TRIBUNFLORES.COM, ENDE – Kantor Pertanahan Kabupaten Ende terus mempercepat transformasi digital di sektor pertanahan. Terbaru, Kantah Ende resmi menerima Laporan Hasil Pemotretan Udara berupa Foto Tegak (Orthophoto) beresolusi tinggi yang akan menjadi peta dasar dalam mendukung Program Pendaftaran Tanah Sistematis Lengkap (PTSL).

Pemetaan tersebut dilakukan menggunakan metode fotogrametri dengan memanfaatkan kamera non-metrik yang terintegrasi pada armada Unmanned Aerial Vehicle (UAV) atau pesawat udara nir awak (drone).

Teknologi ini menghasilkan peta dasar pertanahan berbasis foto udara yang memiliki tingkat ketelitian tinggi dan siap digunakan untuk mempercepat proses pengukuran serta pemetaan bidang tanah.

Kepala Kantor Pertanahan Kabupaten Ende, Jein Fitria Nunuhitu, S.P., mengatakan pemanfaatan teknologi UAV merupakan langkah strategis untuk meningkatkan kualitas data spasial pertanahan, khususnya pada aspek geometris bidang tanah.

 

Baca juga: Kajari Ende Sebut Belum Ada Perintah untuk Periksa Progam MBG di Daerah

 

 

Menurut Jein, peta orthophoto yang dihasilkan memiliki akurasi posisi yang tinggi sehingga mampu menjadi fondasi penting dalam mengintegrasikan data spasial hasil pengukuran lapangan dengan data yuridis atau legalitas kepemilikan tanah.

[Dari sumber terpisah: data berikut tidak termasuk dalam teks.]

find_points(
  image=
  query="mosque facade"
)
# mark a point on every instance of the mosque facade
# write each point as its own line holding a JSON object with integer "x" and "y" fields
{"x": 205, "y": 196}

"Teknologi ini membantu mempercepat proses pengukuran dan pemetaan bidang tanah sekaligus meningkatkan kualitas data pertanahan yang dihasilkan," ujarnya.

Pemetaan Lebih Cepat

Dengan resolusi gambar yang sangat tajam, tim Satuan Tugas Fisik Kantor Pertanahan dapat melakukan identifikasi awal batas-batas bidang tanah secara lebih efektif dan efisien langsung melalui tampilan digital. Hal ini memungkinkan proses verifikasi dan pemetaan berjalan lebih cepat dibandingkan metode konvensional.

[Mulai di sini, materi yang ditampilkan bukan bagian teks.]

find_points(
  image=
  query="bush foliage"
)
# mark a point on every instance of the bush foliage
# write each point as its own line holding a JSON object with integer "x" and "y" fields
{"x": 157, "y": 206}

Selain mendukung percepatan pelaksanaan PTSL, peta hasil pemotretan udara tersebut juga berfungsi sebagai instrumen validasi data pertanahan yang telah ada. Pemanfaatan orthophoto diharapkan mampu meminimalkan risiko tumpang tindih antarbidang tanah sekaligus mendukung pemutakhiran Peta Dasar Pertanahan secara berkelanjutan.

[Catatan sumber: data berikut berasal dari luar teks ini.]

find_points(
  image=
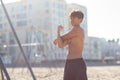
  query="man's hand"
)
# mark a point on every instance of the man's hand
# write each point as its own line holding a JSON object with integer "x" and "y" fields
{"x": 55, "y": 42}
{"x": 60, "y": 27}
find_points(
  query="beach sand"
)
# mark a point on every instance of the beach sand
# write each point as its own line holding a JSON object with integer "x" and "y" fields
{"x": 93, "y": 72}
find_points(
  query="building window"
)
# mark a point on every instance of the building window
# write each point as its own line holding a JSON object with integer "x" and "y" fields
{"x": 21, "y": 8}
{"x": 21, "y": 23}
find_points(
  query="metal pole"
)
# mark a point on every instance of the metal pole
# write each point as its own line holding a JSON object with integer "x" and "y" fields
{"x": 22, "y": 51}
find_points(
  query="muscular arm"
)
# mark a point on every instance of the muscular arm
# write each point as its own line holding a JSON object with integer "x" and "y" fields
{"x": 60, "y": 42}
{"x": 70, "y": 35}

Kehadiran teknologi pemetaan berbasis drone ini menjadi bagian dari komitmen Kantor Pertanahan Kabupaten Ende dalam membangun sistem informasi pertanahan yang modern, terintegrasi, dan memberikan kepastian hukum bagi masyarakat.

Melalui pemanfaatan teknologi geospasial yang semakin maju, Kantah Ende optimistis kualitas pelayanan pertanahan akan semakin meningkat, sekaligus mendukung percepatan target pendaftaran tanah secara lengkap di Kabupaten Ende.